API reference overview

The Data API is one way to programmatically interact with Hyper-Converged Database. DataStax provides clients to make it easier to use the Data API. See the extensive examples of methods and commands.

The other method of interacting with Hyper-Converged Database is through the CQL API. CQL-compatible drivers can be used to interact with Hyper-Converged Database databases. See the CQL API reference and the individual driver documentation under the Drivers navigation item.

The Data API and its AI-enabled, multi-region functionality is designed for Hyper-Converged Database databases. The Data API and client apps offer high-demand features such as vector searches with AI projections that return similarity scores. The Data API eliminates the need for complex data modeling, and enables you to start coding applications quickly. This capability is critical in the rapidly evolving Generative AI (GenAI) field. Data API leverages the scalability, performance, and real-time indexing capabilities of Hyper-Converged Database and Apache Cassandra®.

Also, the DataStax RAGStack implementation is based on the Data API. RAGStack is a curated stack of the best open-source software for easing implementation of the Retrieval-Augmented Generation (RAG) pattern in production-ready applications using Hyper-Converged Database or Apache Cassandra as a vector store.

When you create apps using the Python, TypeScript, and Java Data API clients, as your main entry point you will instantiate a DataAPIClient object. It is conceptually at the top of the overall coding hierarchy:

The client can spawn specific objects for use in various types of subsequent interactions.

Within each reference topic, task-based sections present per-language examples in adjacent tabs. Depending on a given task’s context, the tabs may include Python, TypeScript, Java, cURL, and CLI.

Also included in this overview are the Data API:

Prerequisites

In order to use the API, you must have completed the following step:

  • You have created a HCD namespace/keyspace and vector-enabled table.

Data API

Use the Data API to perform actions on namespaces, collections, and documents in Hyper-Converged Database.

See also:

Python client

AstraPy is the official Python client for Hyper-Converged Database. It requires Python 3.8+

Check out the project on GitHub.

For detailed examples, refer to the Python tab in the following topics:

TypeScript client

astra-db-ts is the official TypeScript client for Hyper-Converged Database. It requires Node.js v16.20.2 or higher. Download and install Node.js.

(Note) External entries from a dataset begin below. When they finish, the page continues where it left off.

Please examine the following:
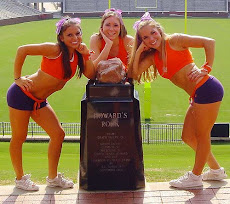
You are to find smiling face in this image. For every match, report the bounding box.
[60,24,82,50]
[138,25,162,50]
[102,16,121,40]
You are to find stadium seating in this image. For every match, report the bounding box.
[64,0,228,13]
[0,0,42,20]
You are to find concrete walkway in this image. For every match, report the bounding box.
[0,179,230,204]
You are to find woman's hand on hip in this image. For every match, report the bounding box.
[15,76,33,91]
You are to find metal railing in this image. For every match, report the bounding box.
[0,122,183,144]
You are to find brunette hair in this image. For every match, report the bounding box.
[57,16,84,79]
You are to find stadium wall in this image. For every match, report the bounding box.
[0,13,53,26]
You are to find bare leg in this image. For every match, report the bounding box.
[9,107,31,180]
[182,102,221,175]
[31,105,65,179]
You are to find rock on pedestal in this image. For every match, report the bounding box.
[79,82,145,190]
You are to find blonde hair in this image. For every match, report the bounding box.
[98,11,127,39]
[129,20,168,83]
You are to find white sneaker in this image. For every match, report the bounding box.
[169,171,203,188]
[15,174,39,191]
[46,173,74,188]
[202,167,227,181]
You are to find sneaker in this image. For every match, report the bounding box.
[15,174,39,191]
[202,167,227,181]
[46,173,74,188]
[169,171,203,188]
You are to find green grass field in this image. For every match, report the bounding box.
[0,142,230,185]
[0,18,230,123]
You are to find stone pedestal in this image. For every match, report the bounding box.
[79,81,145,190]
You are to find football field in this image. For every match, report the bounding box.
[0,18,230,123]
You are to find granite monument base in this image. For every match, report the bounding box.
[79,82,145,190]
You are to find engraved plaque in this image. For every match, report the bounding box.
[80,80,145,190]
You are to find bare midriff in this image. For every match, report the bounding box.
[28,69,66,99]
[170,63,208,96]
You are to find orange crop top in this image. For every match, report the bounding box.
[154,40,194,79]
[41,52,78,81]
[100,37,128,66]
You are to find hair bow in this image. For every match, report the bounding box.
[133,12,154,31]
[56,18,81,35]
[105,8,124,25]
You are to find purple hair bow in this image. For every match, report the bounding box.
[105,8,124,25]
[56,18,81,35]
[133,12,154,31]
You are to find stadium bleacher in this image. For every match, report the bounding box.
[63,0,228,17]
[0,0,42,19]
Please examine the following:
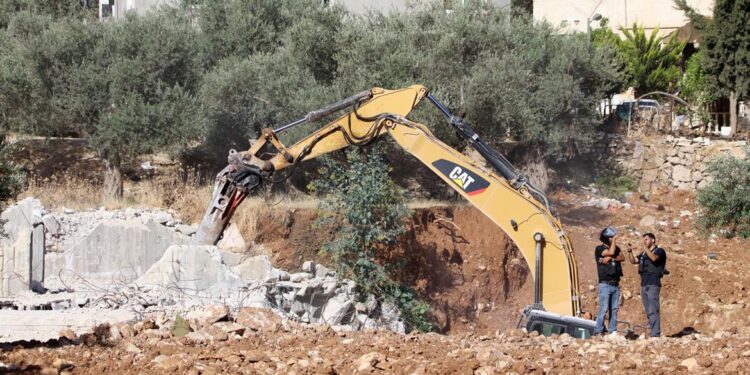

Check out the project on GitHub.

For detailed examples, refer to the TypeScript tab in the following topics:

Java client

Astra-db-java is the official Java client for Hyper-Converged Database. It requires Java 11+.

Check out the project on GitHub.

For detailed examples, refer to the Java tab in the following topics:

Naming conventions

Property names must start and end with a letter or an underscore, and may only contain the following characters:

  • a-z

  • A-Z

  • 0-9

  • _ (underscore)

Names must be between 1 and 48 characters.

The _id property is reserved and interpreted as a document’s identity property.

The dollar sign $ is reserved for system-defined operator and property names. For example, $exists, $and, $or, and $vector.

Data types

Supported data types in Data API:

  • String

  • Number

  • Object (JSON object)

  • Array

  • Boolean

  • Vector (via $vector)

  • Date (via $date)

  • Null

  • UUID (via $uuid)

  • ObjectId (via $objectId)

If you’re using a client, consult the appropriate reference on how to work with dates, UUIDs and ObjectIDs.

Limits

The Data API includes guardrails to ensure best practices, foster availability, and promote optimal configurations for your Hyper-Converged Database databases.

Entity Limit Notes

Number of collections per namespace

Five

Up to five collections in a HCD namespace.

Page size

20

A page may contain up to 20 documents. After that per-page maximum is reached, you can load any additional documents on the next page via the nextPageState generated ID found in a JSON API command’s response.

Sort page size

100

Document page size for sorting; implemented as separate from page size because sort operations need more rows per page.

Maximum property name

100

Maximum of 100 characters in a property name.

Maximum path length

1,000

Maximum of 1,000 characters in a path name; total for all segments, including any dots (.) between properties in a path.

String property maximum bytes

8,000

Maximum of 8,000 UTF-8 bytes for string length in an indexed property.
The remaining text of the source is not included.